The apparent rate constants for the closing and opening reactions were derived based on the following schemes:

$$\text{Closing}\hspace{0.17em}\text{reaction}:E_C+S\stackrel{k_C}{\leftarrow }E+S\underset{K_d}{\leftrightarrow }{E}^S\stackrel{k_C^S}{\to }{E}_C^S$$

$$\text{Opening}\hspace{0.17em}\text{reaction}:E_C+S\stackrel{k_O}{\to }E+S;E_C^S\stackrel{k_O^S}{\to }{E}^S$$

In these schemes, E and E_C are the unbound enzyme in its open and closed conformations, and $E^S$ and $E_C^S$ are the bound enzyme in its open and closed conformations, respectively. K_d is the substrate dissociation constant. $k_C$ and $k_O$ are the domain closing and opening rates of the unbound enzyme, and $k_C^S$ and $k_O^S$ are the domain closing and opening rates for the bound enzyme.
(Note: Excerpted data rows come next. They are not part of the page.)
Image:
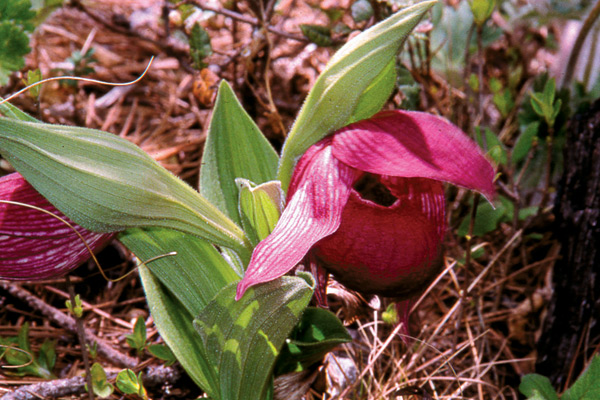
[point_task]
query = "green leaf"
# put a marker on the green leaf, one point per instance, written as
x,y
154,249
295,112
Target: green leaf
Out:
x,y
34,76
376,94
524,142
137,340
318,332
497,151
174,324
200,47
194,275
390,315
537,387
336,95
482,10
361,10
587,386
243,338
318,34
549,91
127,382
105,183
47,355
260,208
101,387
235,148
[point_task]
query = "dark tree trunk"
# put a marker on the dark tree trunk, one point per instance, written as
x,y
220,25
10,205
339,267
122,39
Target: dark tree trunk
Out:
x,y
573,319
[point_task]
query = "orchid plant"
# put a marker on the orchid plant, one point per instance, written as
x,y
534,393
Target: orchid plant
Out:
x,y
365,201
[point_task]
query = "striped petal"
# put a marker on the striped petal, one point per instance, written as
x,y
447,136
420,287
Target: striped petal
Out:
x,y
33,244
414,145
319,191
391,251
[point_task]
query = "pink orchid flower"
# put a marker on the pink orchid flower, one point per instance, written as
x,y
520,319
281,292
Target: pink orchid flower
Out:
x,y
35,245
389,248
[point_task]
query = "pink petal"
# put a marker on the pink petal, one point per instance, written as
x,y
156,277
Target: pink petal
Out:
x,y
390,251
414,144
33,244
319,191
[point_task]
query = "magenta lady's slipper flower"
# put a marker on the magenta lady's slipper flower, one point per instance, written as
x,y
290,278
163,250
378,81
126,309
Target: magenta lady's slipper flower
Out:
x,y
33,244
368,203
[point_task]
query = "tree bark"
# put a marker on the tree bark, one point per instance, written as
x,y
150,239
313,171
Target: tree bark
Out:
x,y
573,319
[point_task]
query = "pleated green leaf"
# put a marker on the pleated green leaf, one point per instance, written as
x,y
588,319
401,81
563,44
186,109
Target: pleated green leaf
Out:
x,y
243,338
235,148
362,63
194,275
174,324
260,208
105,183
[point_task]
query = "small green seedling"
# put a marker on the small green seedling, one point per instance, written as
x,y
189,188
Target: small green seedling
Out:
x,y
17,353
100,384
586,387
75,309
129,383
544,103
390,315
137,340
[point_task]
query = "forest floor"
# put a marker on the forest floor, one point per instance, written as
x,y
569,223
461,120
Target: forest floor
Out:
x,y
475,328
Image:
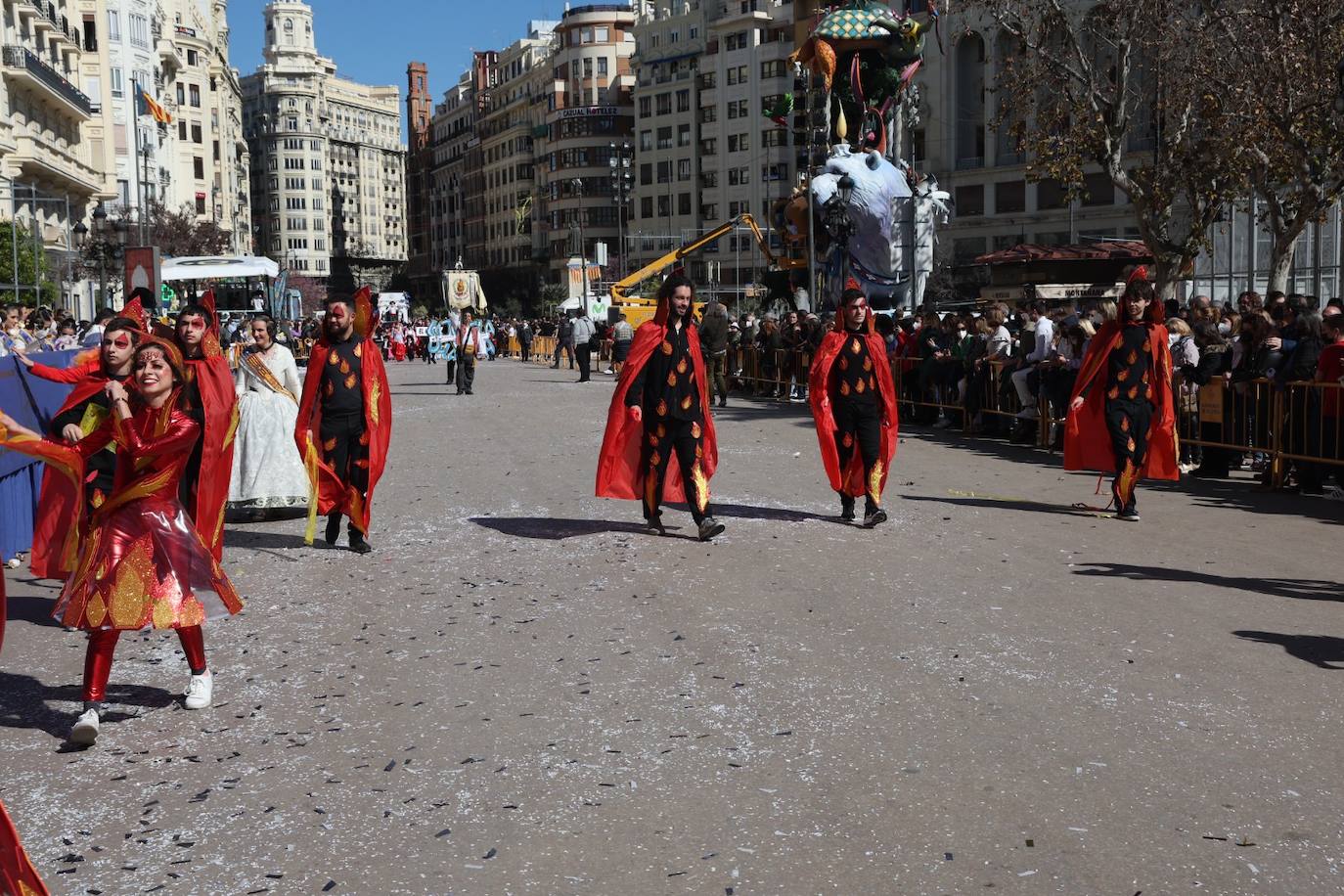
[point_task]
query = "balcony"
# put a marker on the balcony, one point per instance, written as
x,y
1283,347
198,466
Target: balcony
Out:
x,y
24,67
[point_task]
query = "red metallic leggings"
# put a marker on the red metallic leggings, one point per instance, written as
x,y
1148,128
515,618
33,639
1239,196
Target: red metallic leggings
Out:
x,y
103,644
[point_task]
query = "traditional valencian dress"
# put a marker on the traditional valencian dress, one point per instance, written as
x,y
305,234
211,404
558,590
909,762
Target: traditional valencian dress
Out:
x,y
141,561
268,469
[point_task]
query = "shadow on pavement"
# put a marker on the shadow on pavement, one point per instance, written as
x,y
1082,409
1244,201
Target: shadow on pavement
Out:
x,y
262,540
1318,649
1009,504
556,529
35,610
25,702
1296,589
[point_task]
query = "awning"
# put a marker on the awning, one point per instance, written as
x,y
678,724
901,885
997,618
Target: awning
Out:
x,y
218,267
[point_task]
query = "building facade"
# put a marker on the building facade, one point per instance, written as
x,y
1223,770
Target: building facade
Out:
x,y
328,173
589,107
53,152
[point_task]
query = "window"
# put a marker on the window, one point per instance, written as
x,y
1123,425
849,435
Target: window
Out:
x,y
1009,197
970,201
139,29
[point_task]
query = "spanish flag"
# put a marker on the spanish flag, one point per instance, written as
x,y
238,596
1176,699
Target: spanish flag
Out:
x,y
146,105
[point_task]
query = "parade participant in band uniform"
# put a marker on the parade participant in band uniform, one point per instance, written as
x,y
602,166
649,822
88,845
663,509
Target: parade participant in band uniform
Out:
x,y
854,402
660,442
210,381
83,410
141,560
268,471
1121,418
344,421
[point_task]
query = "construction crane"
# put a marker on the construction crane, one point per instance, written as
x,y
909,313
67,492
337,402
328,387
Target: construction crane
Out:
x,y
639,309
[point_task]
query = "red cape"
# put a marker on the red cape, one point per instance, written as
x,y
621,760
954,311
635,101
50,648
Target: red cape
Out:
x,y
330,490
18,876
1086,437
618,470
61,500
851,479
219,405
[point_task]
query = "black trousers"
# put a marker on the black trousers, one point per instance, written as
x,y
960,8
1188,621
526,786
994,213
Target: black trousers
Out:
x,y
466,374
1128,424
685,439
585,362
859,427
345,450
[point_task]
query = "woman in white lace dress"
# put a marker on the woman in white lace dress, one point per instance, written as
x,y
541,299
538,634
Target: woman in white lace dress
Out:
x,y
268,470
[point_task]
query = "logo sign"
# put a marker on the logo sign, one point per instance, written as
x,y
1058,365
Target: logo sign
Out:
x,y
586,112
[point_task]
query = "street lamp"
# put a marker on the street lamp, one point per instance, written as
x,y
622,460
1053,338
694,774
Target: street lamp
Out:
x,y
578,188
621,183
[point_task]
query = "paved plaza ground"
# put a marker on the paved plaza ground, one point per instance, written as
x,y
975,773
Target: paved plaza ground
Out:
x,y
519,692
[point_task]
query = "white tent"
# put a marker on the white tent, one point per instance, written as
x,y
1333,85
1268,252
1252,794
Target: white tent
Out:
x,y
218,267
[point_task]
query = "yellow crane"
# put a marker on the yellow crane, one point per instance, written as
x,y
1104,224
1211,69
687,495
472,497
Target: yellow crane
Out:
x,y
640,309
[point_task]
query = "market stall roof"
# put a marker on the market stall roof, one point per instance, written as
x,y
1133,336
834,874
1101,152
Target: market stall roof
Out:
x,y
218,267
1118,250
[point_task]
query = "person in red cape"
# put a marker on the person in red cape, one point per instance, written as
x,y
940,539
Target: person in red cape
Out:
x,y
205,485
854,402
54,542
1121,418
18,876
344,421
141,564
660,442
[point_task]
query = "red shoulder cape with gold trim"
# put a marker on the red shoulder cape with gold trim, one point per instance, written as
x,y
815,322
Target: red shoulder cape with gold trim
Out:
x,y
61,499
1088,439
618,470
331,492
851,481
18,876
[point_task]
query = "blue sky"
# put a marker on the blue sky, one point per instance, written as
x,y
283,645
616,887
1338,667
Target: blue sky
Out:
x,y
371,40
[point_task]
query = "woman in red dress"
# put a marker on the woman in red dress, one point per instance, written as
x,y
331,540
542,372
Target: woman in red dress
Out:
x,y
141,561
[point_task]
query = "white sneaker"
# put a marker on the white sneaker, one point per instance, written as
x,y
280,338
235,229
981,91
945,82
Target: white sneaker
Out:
x,y
200,691
85,731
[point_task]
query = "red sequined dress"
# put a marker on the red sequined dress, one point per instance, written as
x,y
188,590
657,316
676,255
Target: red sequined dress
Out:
x,y
141,561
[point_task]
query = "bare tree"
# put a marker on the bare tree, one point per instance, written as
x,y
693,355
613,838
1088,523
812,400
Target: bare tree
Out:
x,y
1276,79
1121,85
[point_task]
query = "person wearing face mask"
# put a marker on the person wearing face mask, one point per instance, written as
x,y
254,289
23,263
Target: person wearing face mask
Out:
x,y
344,422
660,442
1121,417
210,385
143,563
854,405
268,470
83,410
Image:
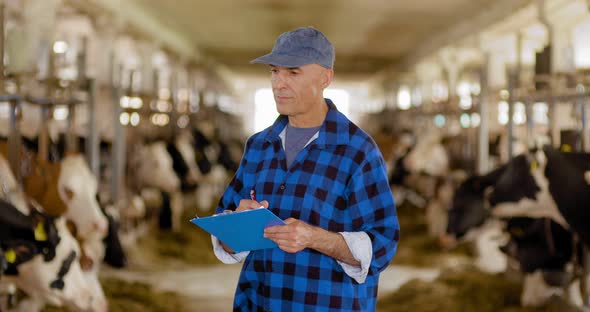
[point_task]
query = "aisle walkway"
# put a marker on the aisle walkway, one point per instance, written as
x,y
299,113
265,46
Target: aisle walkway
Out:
x,y
212,288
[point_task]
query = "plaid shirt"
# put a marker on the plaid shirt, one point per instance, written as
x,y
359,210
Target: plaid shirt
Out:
x,y
337,182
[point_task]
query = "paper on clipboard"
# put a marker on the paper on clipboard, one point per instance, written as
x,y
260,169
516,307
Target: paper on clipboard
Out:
x,y
241,231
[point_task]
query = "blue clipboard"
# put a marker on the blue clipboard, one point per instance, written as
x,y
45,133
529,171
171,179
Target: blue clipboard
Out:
x,y
242,230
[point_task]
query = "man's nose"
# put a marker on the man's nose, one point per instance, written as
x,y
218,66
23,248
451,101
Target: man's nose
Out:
x,y
278,81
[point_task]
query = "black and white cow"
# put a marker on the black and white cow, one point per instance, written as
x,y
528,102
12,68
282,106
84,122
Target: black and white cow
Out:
x,y
546,183
543,249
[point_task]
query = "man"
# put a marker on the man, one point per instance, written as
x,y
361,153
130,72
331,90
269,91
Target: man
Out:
x,y
327,179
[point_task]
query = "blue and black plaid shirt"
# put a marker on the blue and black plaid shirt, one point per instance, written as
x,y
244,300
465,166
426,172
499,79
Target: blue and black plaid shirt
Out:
x,y
337,182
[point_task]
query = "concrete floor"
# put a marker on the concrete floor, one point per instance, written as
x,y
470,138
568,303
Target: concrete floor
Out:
x,y
212,288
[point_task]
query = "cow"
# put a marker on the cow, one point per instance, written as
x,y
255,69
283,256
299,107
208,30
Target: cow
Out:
x,y
152,167
546,183
68,189
543,249
40,253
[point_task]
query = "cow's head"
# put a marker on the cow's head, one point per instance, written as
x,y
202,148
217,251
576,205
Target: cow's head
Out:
x,y
59,281
428,156
517,181
468,209
154,167
77,186
9,188
538,244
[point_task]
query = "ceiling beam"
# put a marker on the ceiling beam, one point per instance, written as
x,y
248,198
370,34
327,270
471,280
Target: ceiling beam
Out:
x,y
499,10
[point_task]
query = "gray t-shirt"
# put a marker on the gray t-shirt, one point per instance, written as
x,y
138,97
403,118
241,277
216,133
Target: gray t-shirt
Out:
x,y
295,141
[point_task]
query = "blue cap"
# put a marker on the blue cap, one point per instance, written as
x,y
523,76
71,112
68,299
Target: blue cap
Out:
x,y
305,45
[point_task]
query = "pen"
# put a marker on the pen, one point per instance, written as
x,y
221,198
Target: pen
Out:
x,y
253,196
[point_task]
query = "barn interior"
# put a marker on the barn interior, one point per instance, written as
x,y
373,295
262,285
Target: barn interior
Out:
x,y
126,119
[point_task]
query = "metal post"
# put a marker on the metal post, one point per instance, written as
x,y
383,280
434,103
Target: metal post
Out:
x,y
483,148
118,152
44,133
510,126
14,139
2,42
92,142
530,125
581,103
70,135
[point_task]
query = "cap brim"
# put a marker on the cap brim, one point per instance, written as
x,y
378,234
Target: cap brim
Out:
x,y
283,60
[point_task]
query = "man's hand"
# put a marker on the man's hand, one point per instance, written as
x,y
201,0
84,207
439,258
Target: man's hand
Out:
x,y
245,204
295,236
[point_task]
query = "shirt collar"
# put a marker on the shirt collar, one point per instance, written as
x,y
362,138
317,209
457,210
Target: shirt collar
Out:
x,y
333,131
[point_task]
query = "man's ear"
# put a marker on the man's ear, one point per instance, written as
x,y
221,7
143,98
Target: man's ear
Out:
x,y
327,76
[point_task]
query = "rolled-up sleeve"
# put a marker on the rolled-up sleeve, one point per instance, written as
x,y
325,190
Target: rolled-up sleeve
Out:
x,y
360,246
373,209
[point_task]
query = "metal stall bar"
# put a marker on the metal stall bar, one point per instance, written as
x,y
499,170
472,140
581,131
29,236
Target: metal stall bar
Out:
x,y
581,103
483,153
512,76
92,142
118,151
14,135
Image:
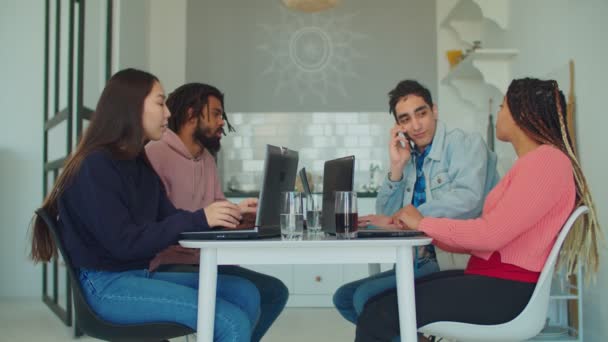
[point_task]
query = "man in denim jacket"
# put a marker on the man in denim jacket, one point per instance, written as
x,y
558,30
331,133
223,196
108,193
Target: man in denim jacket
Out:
x,y
442,173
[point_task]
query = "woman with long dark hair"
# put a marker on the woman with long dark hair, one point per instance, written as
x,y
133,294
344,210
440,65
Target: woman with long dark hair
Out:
x,y
114,216
510,242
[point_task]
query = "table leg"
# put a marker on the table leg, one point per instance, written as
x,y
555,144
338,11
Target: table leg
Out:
x,y
406,299
373,269
207,284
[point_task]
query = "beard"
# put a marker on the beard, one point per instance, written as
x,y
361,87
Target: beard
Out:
x,y
208,139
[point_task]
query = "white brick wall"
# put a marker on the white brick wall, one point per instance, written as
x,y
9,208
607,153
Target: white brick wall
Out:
x,y
317,136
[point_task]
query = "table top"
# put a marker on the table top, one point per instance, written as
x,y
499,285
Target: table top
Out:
x,y
309,241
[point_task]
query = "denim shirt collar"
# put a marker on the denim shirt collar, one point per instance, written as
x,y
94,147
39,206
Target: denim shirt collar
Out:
x,y
437,145
423,154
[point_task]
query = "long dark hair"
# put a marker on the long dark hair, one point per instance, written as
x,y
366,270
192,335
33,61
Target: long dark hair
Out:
x,y
539,108
116,126
194,97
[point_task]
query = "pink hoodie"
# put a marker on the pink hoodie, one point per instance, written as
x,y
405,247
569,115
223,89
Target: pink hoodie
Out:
x,y
191,183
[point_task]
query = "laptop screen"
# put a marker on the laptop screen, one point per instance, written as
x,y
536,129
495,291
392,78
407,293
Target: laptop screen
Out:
x,y
338,175
280,169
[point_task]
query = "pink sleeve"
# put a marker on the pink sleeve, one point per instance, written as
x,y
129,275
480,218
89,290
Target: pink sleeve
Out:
x,y
155,154
449,248
536,186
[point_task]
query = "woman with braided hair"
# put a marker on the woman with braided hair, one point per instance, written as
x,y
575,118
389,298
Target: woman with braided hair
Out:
x,y
510,242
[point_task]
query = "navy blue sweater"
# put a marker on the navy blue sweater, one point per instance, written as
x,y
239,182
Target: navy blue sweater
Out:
x,y
115,214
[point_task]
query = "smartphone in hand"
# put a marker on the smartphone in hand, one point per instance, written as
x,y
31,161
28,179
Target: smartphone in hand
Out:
x,y
404,135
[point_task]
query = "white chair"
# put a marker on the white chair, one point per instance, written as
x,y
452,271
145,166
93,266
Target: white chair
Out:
x,y
528,323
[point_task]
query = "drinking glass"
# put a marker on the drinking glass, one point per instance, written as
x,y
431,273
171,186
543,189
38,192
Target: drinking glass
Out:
x,y
346,214
292,216
314,205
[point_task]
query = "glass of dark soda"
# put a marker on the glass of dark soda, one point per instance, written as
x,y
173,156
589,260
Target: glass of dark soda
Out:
x,y
346,214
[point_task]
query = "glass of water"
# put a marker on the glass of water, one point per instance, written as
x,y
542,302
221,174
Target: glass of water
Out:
x,y
314,206
292,215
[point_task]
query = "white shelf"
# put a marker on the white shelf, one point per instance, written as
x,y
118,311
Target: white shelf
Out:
x,y
496,11
481,69
467,17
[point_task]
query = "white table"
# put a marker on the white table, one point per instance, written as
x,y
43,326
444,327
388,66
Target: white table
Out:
x,y
326,250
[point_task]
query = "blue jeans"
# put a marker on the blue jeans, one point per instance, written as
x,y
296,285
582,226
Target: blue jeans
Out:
x,y
273,296
138,296
350,299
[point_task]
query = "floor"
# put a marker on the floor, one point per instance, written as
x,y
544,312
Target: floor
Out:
x,y
30,320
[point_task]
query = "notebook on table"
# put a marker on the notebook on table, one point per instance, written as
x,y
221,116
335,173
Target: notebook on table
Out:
x,y
368,233
280,168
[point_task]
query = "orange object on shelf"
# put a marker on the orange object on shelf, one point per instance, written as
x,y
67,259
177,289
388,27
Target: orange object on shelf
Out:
x,y
454,57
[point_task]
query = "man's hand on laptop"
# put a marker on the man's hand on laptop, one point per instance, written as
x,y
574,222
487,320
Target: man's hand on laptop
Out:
x,y
249,206
408,217
377,221
223,214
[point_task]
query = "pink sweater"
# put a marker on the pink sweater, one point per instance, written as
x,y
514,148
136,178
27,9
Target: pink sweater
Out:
x,y
190,183
521,217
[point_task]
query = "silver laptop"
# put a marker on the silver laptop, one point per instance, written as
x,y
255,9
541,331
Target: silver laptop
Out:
x,y
280,168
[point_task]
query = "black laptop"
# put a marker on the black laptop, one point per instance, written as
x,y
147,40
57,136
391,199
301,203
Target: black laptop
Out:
x,y
371,233
338,175
280,168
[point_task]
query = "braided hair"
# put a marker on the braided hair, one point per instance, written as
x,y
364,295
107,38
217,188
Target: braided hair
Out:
x,y
192,96
538,108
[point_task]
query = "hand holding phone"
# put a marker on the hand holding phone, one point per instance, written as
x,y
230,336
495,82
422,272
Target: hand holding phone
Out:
x,y
406,137
402,135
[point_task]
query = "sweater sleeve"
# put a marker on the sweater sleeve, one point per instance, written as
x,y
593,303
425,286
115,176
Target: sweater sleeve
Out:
x,y
533,191
104,210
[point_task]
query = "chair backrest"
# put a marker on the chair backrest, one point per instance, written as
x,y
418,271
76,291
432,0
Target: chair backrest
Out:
x,y
81,306
530,321
541,293
89,322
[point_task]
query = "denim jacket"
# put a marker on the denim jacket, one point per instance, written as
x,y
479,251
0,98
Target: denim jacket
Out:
x,y
459,172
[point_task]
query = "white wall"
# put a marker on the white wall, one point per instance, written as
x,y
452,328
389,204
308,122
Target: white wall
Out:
x,y
167,42
21,89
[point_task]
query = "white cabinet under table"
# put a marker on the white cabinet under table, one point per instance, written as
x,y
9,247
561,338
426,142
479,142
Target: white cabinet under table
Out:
x,y
322,252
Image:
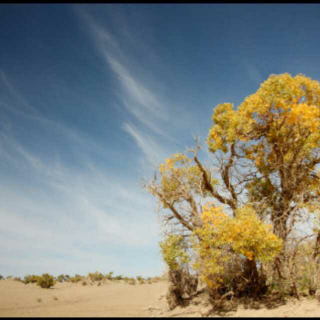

Note the differences in the schemes for the closing and opening reactions: the closing reaction involves the binding reaction directly, whereas the opening reaction involves it only indirectly, through its effect on the populations of E_C and $E_C^S$.

Solving the kinetic equations based on the above schemes, we get the following expressions for the rates:

$$k_{\text{Close}}^{app}=E\cdot k_C+E^S\cdot k_C^S=\frac{\left[S\right]\cdot k_C^S+K_{\text{d}}\cdot k_C}{K_{\text{d}}+\left[S\right]}$$

$$k_{\text{Open}}^{app}=E_C\cdot k_O+E_C^S\cdot k_O^S=\frac{\left[S\right]\cdot k_O^S+G\cdot k_O}{G+\left[S\right]};G=\frac{K_{\text{d}}\cdot K_c}{K_C^S}$$

In these equations $K_C=k_C/k_O$ is the equilibrium constant for domain closure of the unbound enzyme and $K_C^S=k_C^S/k_O^S$ is the equilibrium constant for domain closure of the bound enzyme.